Un cri de ras-le-bol face aux dérives de la représentation étudiante. Publié le 10 décembre 2012, ce texte signé Alan Gilbert est une lettre ouverte transmise par courriel et relayée par le Collectif Emma Goldman. Il dénonce les pratiques internes de la FECQ (Fédération étudiante collégiale du Québec) à l’approche du Sommet sur l’Éducation organisé par le Parti québécois, qualifié ici de « sommet-bidon ».

🧭 Désaffiliations et contestation

Le texte se réjouit de voir les associations étudiantes d’Alma et de Saint-Félicien se désaffilier de la FECQ, dans un mouvement plus large à l’échelle provinciale.
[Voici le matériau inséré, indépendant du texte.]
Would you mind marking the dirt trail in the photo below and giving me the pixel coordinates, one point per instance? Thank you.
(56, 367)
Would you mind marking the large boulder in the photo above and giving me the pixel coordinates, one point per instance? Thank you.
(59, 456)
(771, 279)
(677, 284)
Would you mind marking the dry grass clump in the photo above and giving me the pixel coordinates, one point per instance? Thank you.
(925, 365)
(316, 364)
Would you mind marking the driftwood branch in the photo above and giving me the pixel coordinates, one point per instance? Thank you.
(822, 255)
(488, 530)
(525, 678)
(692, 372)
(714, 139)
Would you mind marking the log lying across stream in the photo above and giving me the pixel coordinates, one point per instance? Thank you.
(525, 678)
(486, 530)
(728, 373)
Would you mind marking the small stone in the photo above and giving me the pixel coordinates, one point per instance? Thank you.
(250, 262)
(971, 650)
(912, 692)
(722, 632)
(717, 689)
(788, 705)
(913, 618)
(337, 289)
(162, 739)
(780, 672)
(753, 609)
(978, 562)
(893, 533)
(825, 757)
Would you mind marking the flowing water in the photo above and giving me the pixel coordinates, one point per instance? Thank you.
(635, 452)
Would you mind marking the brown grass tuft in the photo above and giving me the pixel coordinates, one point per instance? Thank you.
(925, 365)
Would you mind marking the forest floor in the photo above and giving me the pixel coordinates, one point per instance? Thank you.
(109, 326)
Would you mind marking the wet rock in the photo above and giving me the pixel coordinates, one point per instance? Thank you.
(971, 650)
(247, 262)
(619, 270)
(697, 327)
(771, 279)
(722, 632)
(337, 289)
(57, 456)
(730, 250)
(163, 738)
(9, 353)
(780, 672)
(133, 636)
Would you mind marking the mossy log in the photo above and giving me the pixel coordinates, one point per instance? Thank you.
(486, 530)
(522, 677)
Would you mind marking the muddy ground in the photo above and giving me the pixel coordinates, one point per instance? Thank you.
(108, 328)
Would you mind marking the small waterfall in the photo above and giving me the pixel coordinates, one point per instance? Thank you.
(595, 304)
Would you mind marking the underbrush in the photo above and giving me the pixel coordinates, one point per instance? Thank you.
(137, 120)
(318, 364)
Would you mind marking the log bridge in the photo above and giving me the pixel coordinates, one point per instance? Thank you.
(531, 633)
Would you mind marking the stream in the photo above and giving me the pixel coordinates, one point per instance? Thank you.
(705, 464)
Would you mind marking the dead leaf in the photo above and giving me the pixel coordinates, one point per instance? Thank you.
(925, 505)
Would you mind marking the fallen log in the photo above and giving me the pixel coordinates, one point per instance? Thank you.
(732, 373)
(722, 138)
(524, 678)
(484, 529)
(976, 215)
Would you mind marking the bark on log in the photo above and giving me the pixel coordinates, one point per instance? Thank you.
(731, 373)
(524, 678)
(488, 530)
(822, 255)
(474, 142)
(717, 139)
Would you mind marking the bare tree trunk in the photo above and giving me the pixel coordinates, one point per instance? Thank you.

Il critique une gestion jugée autoritaire, marquée par des menaces, un contrôle de l’information, et une division du mouvement étudiant en bons et mauvais militants.

📣 Une fédération gangrénée ?

La lettre fait écho à une autre publication intitulée Une fédération gangrénée, signée par des membres et ex-membres d’associations locales. Elle accuse la FECQ de proximité politique avec le PQ, de stratégies figées, et de compromissions qui affaiblissent la lutte pour l’accessibilité aux études.

🗳️ Redonner le pouvoir aux assemblées

Se désaffilier, selon l’auteur, n’est pas un acte de division mais un retour à la démocratie étudiante. C’est une manière de refuser les compromis politiques, de reprendre le contrôle local, et de revendiquer une représentation authentique.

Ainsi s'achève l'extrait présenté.